The U.S. House of Representatives passed an amended version of the FUTURE Act on Dec. 10, 2019. The final vote tally was 319-96. (The image above is missing one yea vote.)
Update, Dec. 19, 2019: President Trump has signed the FUTURE Act into law.
In a stunning progression of events yesterday, Congress passed an amended version of the FUTURE Act (H.R. 5363). As NCAN explained late last week, when negotiations in the Senate finally gave way to a compromise, this legislation will permanently reauthorize funding for Historically Black Colleges and Universities and other Minority Serving Institutions, while simplifying the Free Application for Federal Student Aid (FAFSA) and income-driven student loan repayment process.
Following bipartisan leadership in the Senate by Sen. Lamar Alexander (R-TN) and Sen. Patty Murray (D-WA), the bill passed overwhelmingly in the House. The timeliness of this action is succinctly put by Rep. Lloyd Doggett (D-TX) in his remarks on the House floor, where he recognized both NCAN and College Forward, an NCAN member, for our efforts to promote FAFSA simplification.
This significant piece of legislation is on the verge of enactment. All it needs now is the president’s signature, and President Trump has already voiced his support via Twitter.
The impact of this legislation will be monumental. In response to the bill’s passage, NCAN Executive Director Kim Cook said: “The FUTURE Act will help close the equity gap in postsecondary attainment by simplifying the financial aid application process for millions of current and future students, which the National College Access Network has long championed. This historic agreement will reduce the FAFSA questions by 20% and lay the groundwork for further streamlining.”

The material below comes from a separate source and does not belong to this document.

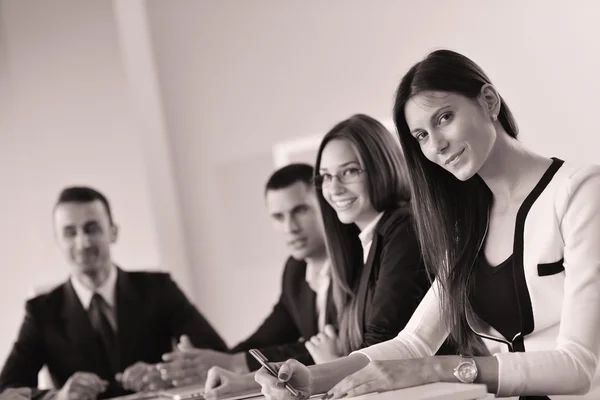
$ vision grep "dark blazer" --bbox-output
[231,257,336,371]
[357,207,455,354]
[0,269,227,398]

Moreover, the current barriers to completing the FAFSA depend on a family’s financial situation and tax-filing status. This legislation would do wonders for all types of filers by amending the Internal Revenue Code 6103 to allow for direct data sharing between federal agencies. As of now, certain financial aid applicants must go through an arduous process to confirm that they do not file taxes by requesting separate documentation from the IRS. This law would reduce that burden for millions of applicants, per the Senate Education Committee.
Lastly, we expect to see a dramatic decrease in the number of financial aid applicants selected for the burdensome audit-like process of FAFSA verification. This is because students’ verified income information will now come directly from the IRS, reducing the chance that erroneous information will be submitted on the FAFSA.
Verification is common, with half of Pell Grant-eligible students being flagged each year to prove the information they provided on their FAFSA is accurate. But, for a variety of reasons, not all students are able to complete this process. NCAN refers to this scenario as verification melt. Twenty-eight percent of potentially Pell Grant-eligible students ultimately did not receive federal aid for the 2017-18 year. This melt number has increased by a few percentage points each year over the past three cycles. The FUTURE Act would address the troubling problem of verification melt because all FAFSA filers would have pre-verified information transferred directly from the IRS, hopefully rooting out the issues that lead to a verification flag.
This bipartisan and commonsense legislation should be celebrated as a major first step for FAFSA simplification. If the FUTURE Act is enacted into law, students will more easily access the federal financial aid for which they qualify and continue their admirable pursuit of a postsecondary education.